The article continued: “In November 1986, Soviet leader Mikhail Gorbachev made the decision to withdraw all Soviet combat troops by the end of 1988. He said Afghanistan had become ‘a bleeding Wound.’ The Soviets eventually withdrew all soldiers in February 1989 and the last Soviet aircraft left Bagram Airfield on February 3, in line with the Geneva Accords of April 1988 between Afghanistan and Pakistan, with the Soviet Union and the United States as guarantors…President George H.W. Bush replaced Reagan in January 1989 and initially ordered a strategic policy review of relations with the Soviet Union and met with Gorbachev in Malta in December 1989. Discussion dealt with the Strategic Arms Reduction Talks (START) and developments in Eastern Europe, with Bush encouraging Gorbachev to move forward with Democratic reforms.”

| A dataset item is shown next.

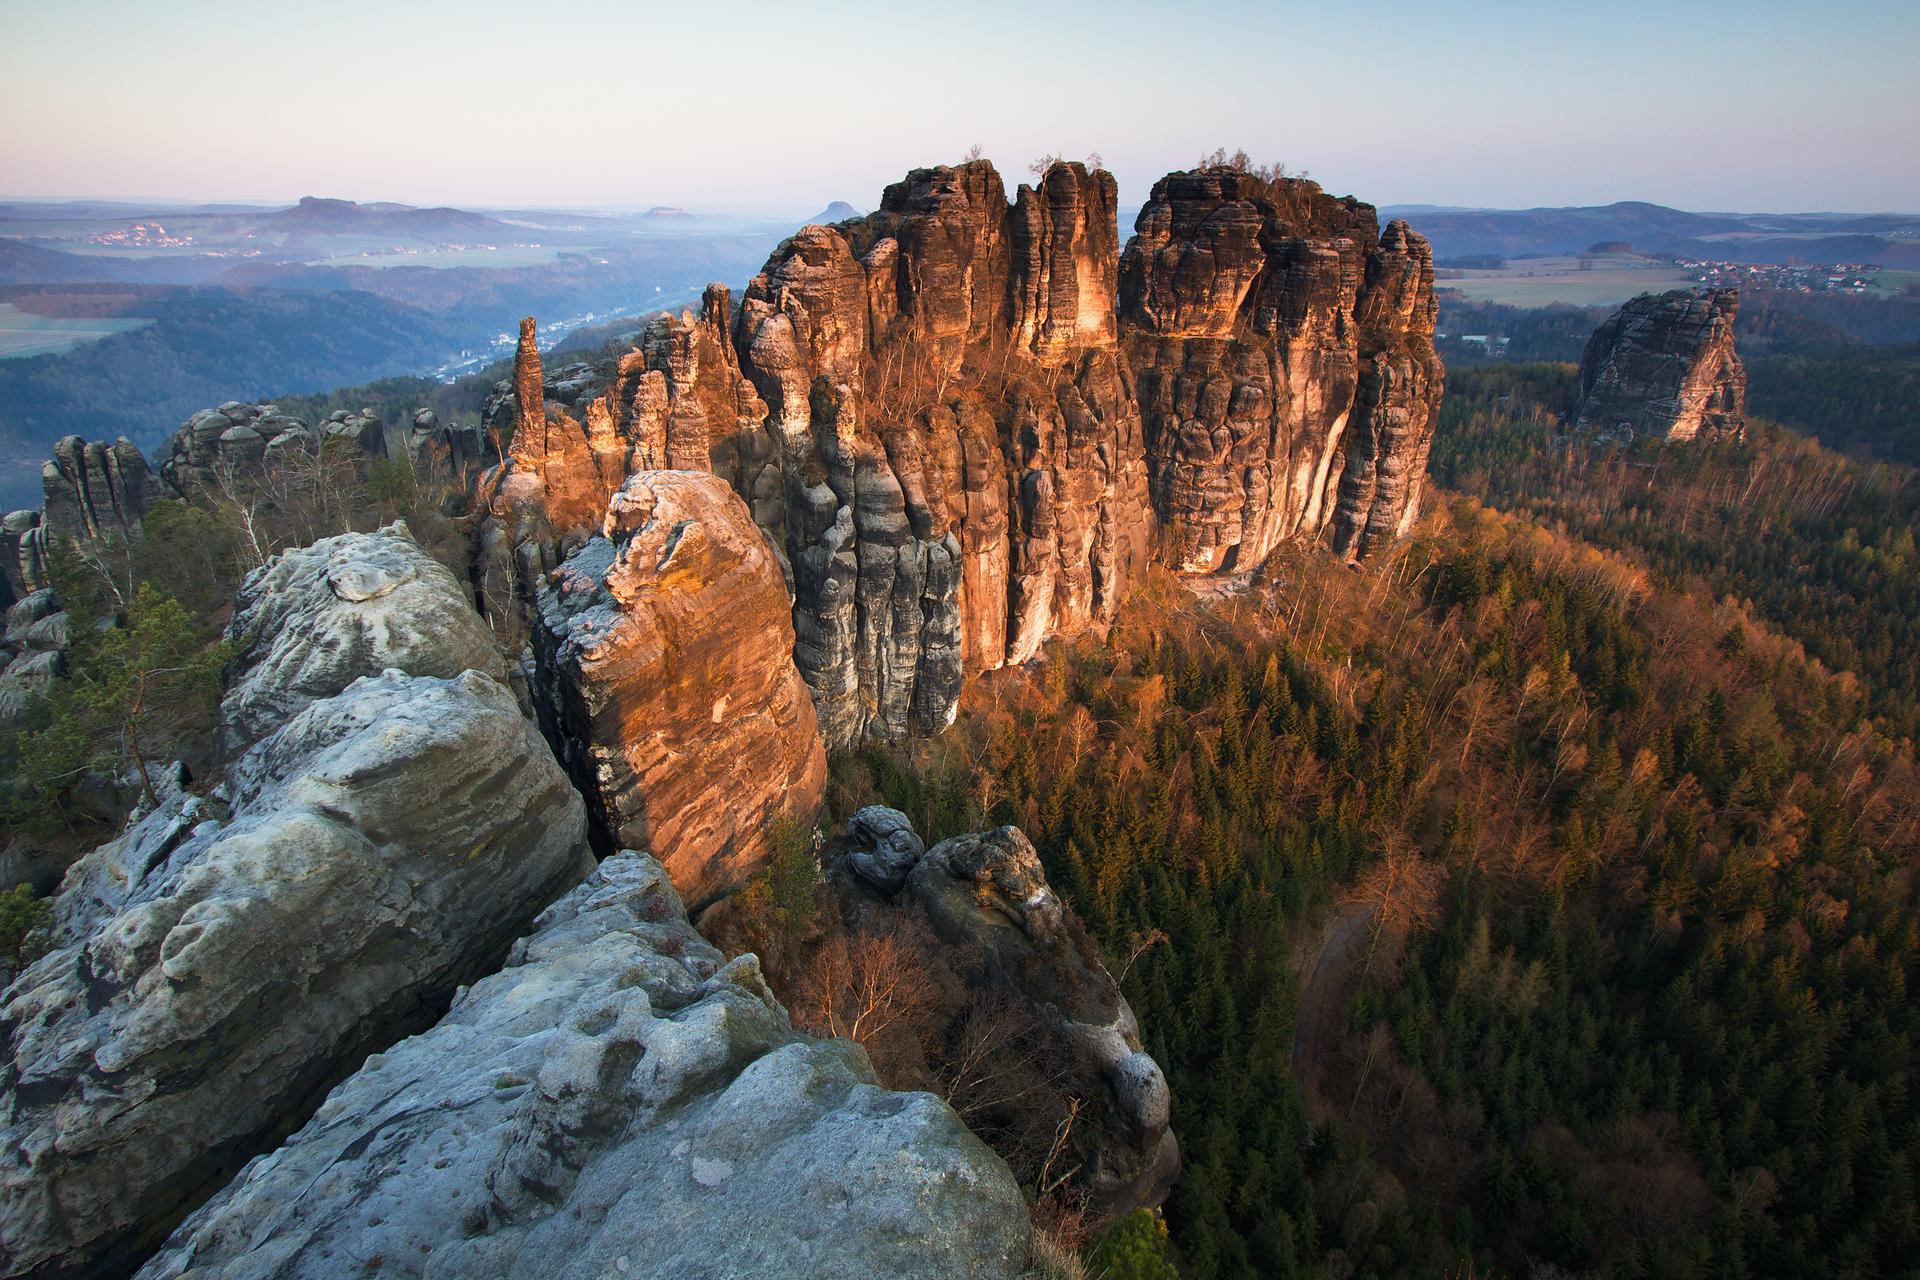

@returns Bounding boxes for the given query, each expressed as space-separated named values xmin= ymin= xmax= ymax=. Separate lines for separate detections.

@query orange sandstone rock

In 1985 the Soviet Politburo elected Gorbachev as the Communist Party’s General Secretary, replacing Konstantin Chernenko, who replaced Yuri Andropov, who replaced Leonid Brezhnev who died in 1982, after serving 18 years as the General Secretary. What Gorbachev inherited in 1985 was a Soviet Union under siege in Afghanistan; confused and perplexed with efforts to address the U.S.’s Strategic Defense initiative (missile defense shield); the Solidarity anti-communist labor movement in Poland and a Polish Pope, John Paul II, critical of Moscow’s interference in Poland; and the Samizdat movement in the Soviet Union to make literature –banned by the government — by dissident activists like Aleksander Solzhenitsyn available to the people. The pressure on Gorbachev was great. He courageously implemented a policy of Glasnost — openness; and a policy of Perestroika – political reforms. He worked with President Reagan who in 1983 said the Soviet Union was an “evil empire” and then in 1988, after working with Gorbachev, in Moscow’s Red Square, said that the Soviet Union was “no longer an evil empire.” That was the impact Gorbachev had on Reagan.
But in the final analysis, it was President Reagan’s policies that defeated the Soviet Union and ended the Cold War. That’s quite a legacy.